The argument regarding sovereignty over the region began in the 19th century.

Caracas argues that the area is part of its territory because, during the colonial period, it was part of the general captaincy of Venezuela.

After Spanish rule, the region was administered by the Dutch starting in 1648 (well before Venezuela declared independence from Spain, which occurred in 1811) and by the United Kingdom starting in 1814.

In 1899, an arbitration award in a Paris court conferred sovereignty over the region to the British Empire.

In 1962, Venezuela filed a lawsuit in the United Nations to challenge the 1899 ruling.

In 1966, the year Guyana obtained its independence from the United Kingdom, the Geneva Accord was signed, which determined the control of the area by the Guyanese, but admitted a Venezuelan challenge.

The dispute was supposed to be resolved in four years, but this did not happen.

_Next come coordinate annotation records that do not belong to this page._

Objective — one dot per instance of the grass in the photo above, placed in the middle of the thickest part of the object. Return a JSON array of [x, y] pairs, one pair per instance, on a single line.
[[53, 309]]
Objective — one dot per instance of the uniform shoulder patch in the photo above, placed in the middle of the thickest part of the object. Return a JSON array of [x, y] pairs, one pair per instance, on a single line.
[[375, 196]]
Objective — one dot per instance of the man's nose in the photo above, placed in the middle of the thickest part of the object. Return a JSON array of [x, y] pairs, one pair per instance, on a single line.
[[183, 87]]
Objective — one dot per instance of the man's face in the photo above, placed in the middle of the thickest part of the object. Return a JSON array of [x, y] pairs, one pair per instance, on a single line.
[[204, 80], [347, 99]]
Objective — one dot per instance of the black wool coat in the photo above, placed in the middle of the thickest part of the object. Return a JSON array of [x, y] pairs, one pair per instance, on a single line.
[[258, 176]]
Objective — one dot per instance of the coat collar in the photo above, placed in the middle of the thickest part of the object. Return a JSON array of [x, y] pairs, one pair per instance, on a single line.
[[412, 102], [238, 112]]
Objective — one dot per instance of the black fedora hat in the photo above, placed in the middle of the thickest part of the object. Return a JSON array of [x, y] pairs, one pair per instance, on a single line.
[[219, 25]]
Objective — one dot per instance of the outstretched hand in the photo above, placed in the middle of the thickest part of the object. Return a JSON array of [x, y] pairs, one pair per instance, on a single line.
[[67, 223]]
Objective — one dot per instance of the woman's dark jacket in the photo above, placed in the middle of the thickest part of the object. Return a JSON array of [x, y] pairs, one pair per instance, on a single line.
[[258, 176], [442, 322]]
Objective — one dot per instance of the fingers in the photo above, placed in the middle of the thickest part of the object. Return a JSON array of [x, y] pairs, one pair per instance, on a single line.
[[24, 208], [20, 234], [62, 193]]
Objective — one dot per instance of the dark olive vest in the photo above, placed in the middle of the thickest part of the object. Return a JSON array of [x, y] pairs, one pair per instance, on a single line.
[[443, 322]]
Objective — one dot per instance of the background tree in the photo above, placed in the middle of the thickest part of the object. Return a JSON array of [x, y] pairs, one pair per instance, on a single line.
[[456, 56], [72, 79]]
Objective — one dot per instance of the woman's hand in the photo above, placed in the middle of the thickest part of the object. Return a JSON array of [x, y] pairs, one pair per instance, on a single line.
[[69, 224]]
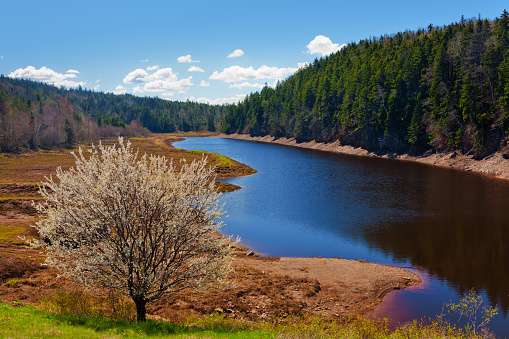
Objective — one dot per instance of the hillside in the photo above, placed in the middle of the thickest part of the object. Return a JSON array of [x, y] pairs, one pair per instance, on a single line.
[[442, 88], [34, 114]]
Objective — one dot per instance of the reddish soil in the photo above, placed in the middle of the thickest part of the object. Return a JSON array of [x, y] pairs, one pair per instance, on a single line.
[[267, 288]]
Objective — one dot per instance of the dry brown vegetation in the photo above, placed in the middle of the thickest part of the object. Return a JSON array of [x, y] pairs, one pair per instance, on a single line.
[[267, 288]]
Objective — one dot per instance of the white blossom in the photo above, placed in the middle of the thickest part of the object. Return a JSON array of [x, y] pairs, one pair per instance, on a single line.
[[134, 224]]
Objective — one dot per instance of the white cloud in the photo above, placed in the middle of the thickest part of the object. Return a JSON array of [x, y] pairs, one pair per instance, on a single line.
[[323, 45], [222, 101], [195, 69], [48, 75], [120, 90], [246, 84], [236, 53], [238, 73], [168, 85], [140, 75], [136, 76], [185, 58]]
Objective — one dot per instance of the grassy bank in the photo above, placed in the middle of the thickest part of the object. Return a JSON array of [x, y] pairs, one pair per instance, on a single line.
[[29, 322]]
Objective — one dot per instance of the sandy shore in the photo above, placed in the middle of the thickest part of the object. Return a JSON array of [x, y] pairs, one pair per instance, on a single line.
[[494, 164]]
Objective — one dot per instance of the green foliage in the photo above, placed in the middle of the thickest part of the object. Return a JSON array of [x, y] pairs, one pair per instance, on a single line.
[[25, 322], [469, 309], [34, 114], [406, 92]]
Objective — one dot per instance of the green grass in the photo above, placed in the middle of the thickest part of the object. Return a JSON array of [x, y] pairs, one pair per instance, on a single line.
[[219, 160], [27, 322]]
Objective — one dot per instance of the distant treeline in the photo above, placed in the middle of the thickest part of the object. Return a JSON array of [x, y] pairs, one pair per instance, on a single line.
[[35, 114], [441, 87]]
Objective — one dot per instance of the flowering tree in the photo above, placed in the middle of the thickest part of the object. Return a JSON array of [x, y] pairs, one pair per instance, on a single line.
[[134, 224]]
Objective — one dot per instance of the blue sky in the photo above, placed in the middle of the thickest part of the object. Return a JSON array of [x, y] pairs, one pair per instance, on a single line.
[[206, 51]]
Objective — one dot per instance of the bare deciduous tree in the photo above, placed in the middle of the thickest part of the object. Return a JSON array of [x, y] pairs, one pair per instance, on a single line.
[[134, 224]]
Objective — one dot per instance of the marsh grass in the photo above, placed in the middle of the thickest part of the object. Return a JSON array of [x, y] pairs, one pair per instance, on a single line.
[[28, 322]]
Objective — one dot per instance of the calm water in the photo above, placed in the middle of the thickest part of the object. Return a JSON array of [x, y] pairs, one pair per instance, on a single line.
[[451, 227]]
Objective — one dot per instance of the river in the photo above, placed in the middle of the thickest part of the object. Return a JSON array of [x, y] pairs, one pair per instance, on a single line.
[[451, 227]]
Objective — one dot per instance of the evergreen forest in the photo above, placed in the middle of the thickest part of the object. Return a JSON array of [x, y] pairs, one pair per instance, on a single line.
[[438, 88], [38, 115]]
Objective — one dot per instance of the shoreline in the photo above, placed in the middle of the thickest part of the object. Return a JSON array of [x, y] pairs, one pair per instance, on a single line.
[[493, 165]]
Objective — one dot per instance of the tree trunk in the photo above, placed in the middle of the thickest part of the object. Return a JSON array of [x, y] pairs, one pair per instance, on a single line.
[[141, 310]]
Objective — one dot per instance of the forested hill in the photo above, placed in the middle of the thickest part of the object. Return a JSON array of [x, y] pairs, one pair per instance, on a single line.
[[441, 87], [34, 114]]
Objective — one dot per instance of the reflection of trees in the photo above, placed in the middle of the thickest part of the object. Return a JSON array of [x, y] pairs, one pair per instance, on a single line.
[[464, 239]]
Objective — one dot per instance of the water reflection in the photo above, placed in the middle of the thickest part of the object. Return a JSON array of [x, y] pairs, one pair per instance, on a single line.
[[454, 224]]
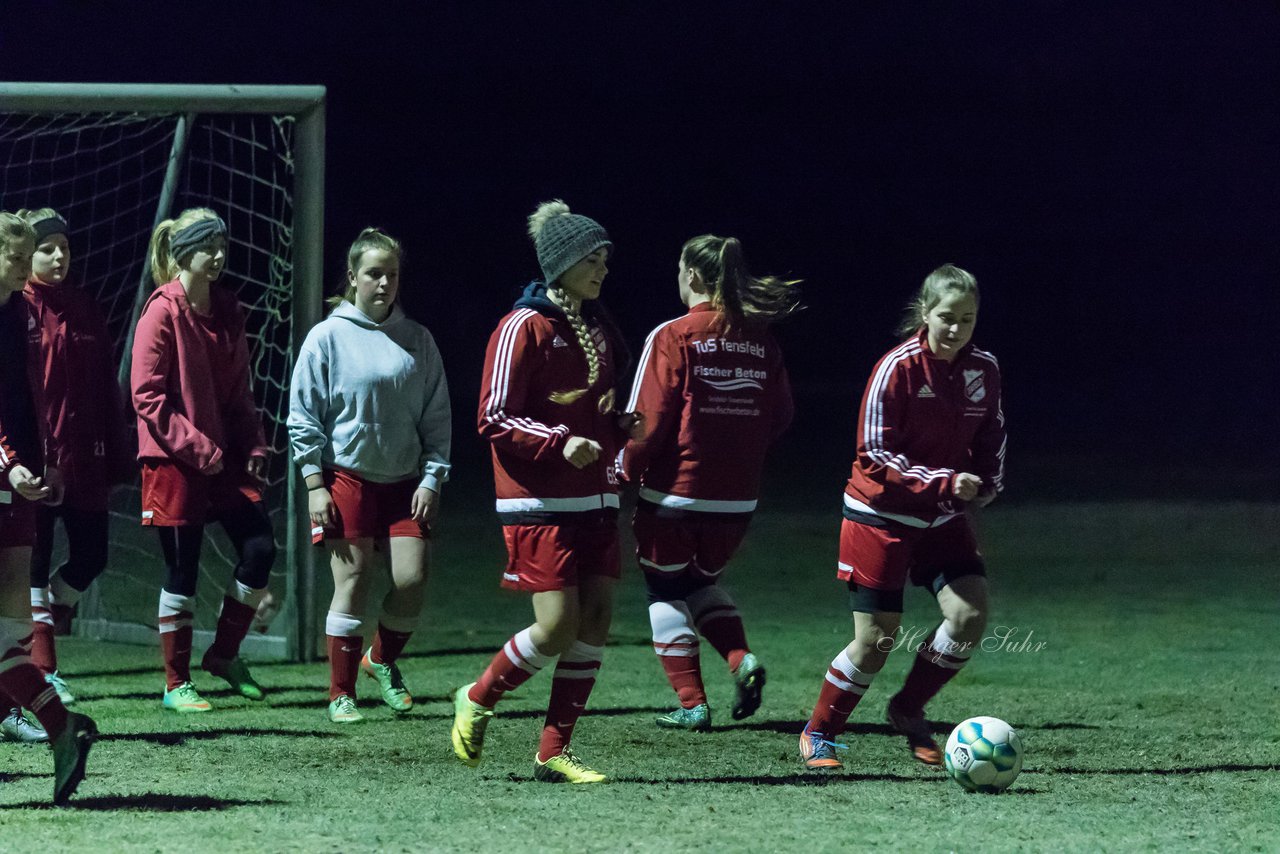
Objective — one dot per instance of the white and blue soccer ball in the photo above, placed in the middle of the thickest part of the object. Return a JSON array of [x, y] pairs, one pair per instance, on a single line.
[[984, 754]]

Negotiations did not advance in the following decades, and the dispute was even shelved during the government of Hugo Chávez (1999-2013). Still, Venezuela filed the claim again after the American company ExxonMobil discovered large oil reserves in the Guyanese territorial sea in 2015.

In an interview with the BBC in 2017, Guyana’s then Foreign Minister Carl Greenidge said Venezuela’s claim over the Essequibo region “is absurd.”

“No one who speaks Spanish has ever exercised sovereignty over that territory.”

“In fact, in Guyana, you can even find places with French names, the result of French pirate raids, but there are no places with Spanish names, either on the coast of Guyana or in Essequibo,” he said.

Last year, Greenidge, who serves as Guyana’s agent on the issue, lamented the “long dispute.”

“It has cast a long and looming shadow over Guyana’s security and development as a sovereign state, a shadow rooted in Venezuela’s efforts to erase the long land border between our countries and claim nearly three-quarters of Guyana’s land territory,” Greenidge criticized.


Last week, Nicolás Maduro said that Venezuela would continue to claim sovereignty over the region.

“Venezuelans and Venezuelan men and women will continue the tireless and firm struggle to defend respect for the historic Geneva Agreement and the territoriality of our worthy nation. The truth accompanies us,” the Venezuelan dictator wrote on Twitter.

“Essequibo is Venezuela!” he added.

Venezuelan Defense Minister Vladimir Padrino also spoke out on the matter and claimed that the Armed Forces reaffirm their “commitment to guaranteeing the territorial integrity” of the country – which would include the Guayana Esequiba, as Caracas calls the disputed territory.

“We have historical, legal reasons and all the will of the Venezuelan State to continue defending our legitimate claim over Guayana Esequiba,” the minister said on Twitter.

On Monday (10), the number 2 of the Chavista regime, Diosdado Cabello, announced that a “public consultation” is being prepared for Venezuelans to decide “what should be the position” of the country on the dispute with Guyana.

In addition, the Ministry of Education has started an “educational campaign” about the Essequibo region, which includes the distribution in schools of 130,000 maps in which the area is shown as Venezuelan territory.